We use this serverless sample to show how to use the emulator.

  1. Clone the sample repo to local

    git clone https://github.com/Azure/azure-functions-signalrservice-extension.git
    cd azure-functions-signalrservice-extension/samples/bidirectional-chat
    
  2. Install the emulator

    dotnet tool install  -g Microsoft.Azure.SignalR.Emulator
    

    Or update the emulator to the latest preview version if it's already installed:

    dotnet tool update -g Microsoft.Azure.SignalR.Emulator
    
  3. Run the emulator asrs-emulator to list all the available commands

    Screenshot of the available commands for the emulator.

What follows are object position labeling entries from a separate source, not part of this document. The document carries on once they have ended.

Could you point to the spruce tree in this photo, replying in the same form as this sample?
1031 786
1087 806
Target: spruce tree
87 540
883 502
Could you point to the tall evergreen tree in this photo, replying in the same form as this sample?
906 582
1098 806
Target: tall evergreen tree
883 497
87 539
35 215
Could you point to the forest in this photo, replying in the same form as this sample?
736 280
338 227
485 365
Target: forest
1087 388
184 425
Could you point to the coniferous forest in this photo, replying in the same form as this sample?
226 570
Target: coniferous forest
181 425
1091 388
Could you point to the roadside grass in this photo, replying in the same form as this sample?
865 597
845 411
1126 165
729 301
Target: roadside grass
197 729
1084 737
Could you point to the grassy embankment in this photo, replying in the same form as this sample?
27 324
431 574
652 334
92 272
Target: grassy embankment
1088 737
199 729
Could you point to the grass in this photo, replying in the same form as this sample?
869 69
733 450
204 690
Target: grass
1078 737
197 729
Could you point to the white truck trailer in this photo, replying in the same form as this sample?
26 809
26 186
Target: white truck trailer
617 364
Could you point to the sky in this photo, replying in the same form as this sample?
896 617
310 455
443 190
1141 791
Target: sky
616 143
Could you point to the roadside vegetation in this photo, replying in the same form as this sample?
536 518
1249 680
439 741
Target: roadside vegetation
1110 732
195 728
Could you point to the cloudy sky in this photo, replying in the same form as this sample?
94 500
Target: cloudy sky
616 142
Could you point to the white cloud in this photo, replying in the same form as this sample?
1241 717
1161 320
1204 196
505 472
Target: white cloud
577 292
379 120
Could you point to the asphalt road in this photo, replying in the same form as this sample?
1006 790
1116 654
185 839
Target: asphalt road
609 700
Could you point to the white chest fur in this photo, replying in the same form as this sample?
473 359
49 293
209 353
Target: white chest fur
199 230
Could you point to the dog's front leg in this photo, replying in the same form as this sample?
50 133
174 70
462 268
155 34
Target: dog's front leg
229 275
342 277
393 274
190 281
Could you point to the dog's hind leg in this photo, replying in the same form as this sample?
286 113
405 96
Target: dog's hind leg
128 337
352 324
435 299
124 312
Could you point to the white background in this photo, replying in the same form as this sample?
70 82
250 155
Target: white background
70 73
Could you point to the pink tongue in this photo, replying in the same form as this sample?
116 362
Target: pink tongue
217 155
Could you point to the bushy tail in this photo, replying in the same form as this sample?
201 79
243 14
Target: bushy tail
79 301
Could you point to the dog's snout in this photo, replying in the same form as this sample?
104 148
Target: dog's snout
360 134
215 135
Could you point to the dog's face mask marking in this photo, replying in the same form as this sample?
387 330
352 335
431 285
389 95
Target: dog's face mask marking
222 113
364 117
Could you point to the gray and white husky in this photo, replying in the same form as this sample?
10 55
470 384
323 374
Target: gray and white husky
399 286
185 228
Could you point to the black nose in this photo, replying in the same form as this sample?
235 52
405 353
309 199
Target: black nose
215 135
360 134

  4. Init the default upstream settings using:

    asrs-emulator upstream init
    

    It creates a default settings.json into the current folder, with a default upstream UrlTemplate as http://localhost:7071/runtime/webhooks/signalr, which is the URL for SignalR's local function trigger:

    {
    "UpstreamSettings": {
        "Templates": [
        {
            "UrlTemplate": "http://localhost:7071/runtime/webhooks/signalr",
            "EventPattern": "*",
            "HubPattern": "*",
            "CategoryPattern": "*"
        }
        ]
    }
    }
    

    You could edit the file to make the pattern more restricted, for example, change HubPattern from * to chat. When the file is modified, its change is hot-loaded into the emulator.

  5. Start the emulator

    asrs-emulator start
    

    After the emulator is successfully started, it generates the ConnectionString to be used later, for example, the ConnectionString is Endpoint=http://localhost;Port=8888;AccessKey=ABCDEFGHIJKLMNOPQRSTUVWXYZ0123456789ABCDEFGH;Version=1.0; as the below screenshot shows.

    Screenshot of the emulator command is running.

    The emulator also provides advanced options when start, for example, you can use asrs-emulator start -p 8999 to customize the port the emulator used. Type asrs-emulator start --help to check the options available.

  6. Go into subfolder csharp and rename local.settings.sample.json to local.settings.json, use the ConnectionString generated by the emulator to fill into the value of the AzureSignalRConnectionString in your local.settings.json. Fill into AzureWebJobsStorage your storage connection string, for example, UseDevelopmentStorage=true when using storage emulator. Save the file and run the function in the csharp subfolder with func start.

    Screenshot of the local serverless function is running.

  7. In the browser, navigate to http://localhost:7071/api/index to play with the demo.

    Screenshot of the serverless chat demo is running.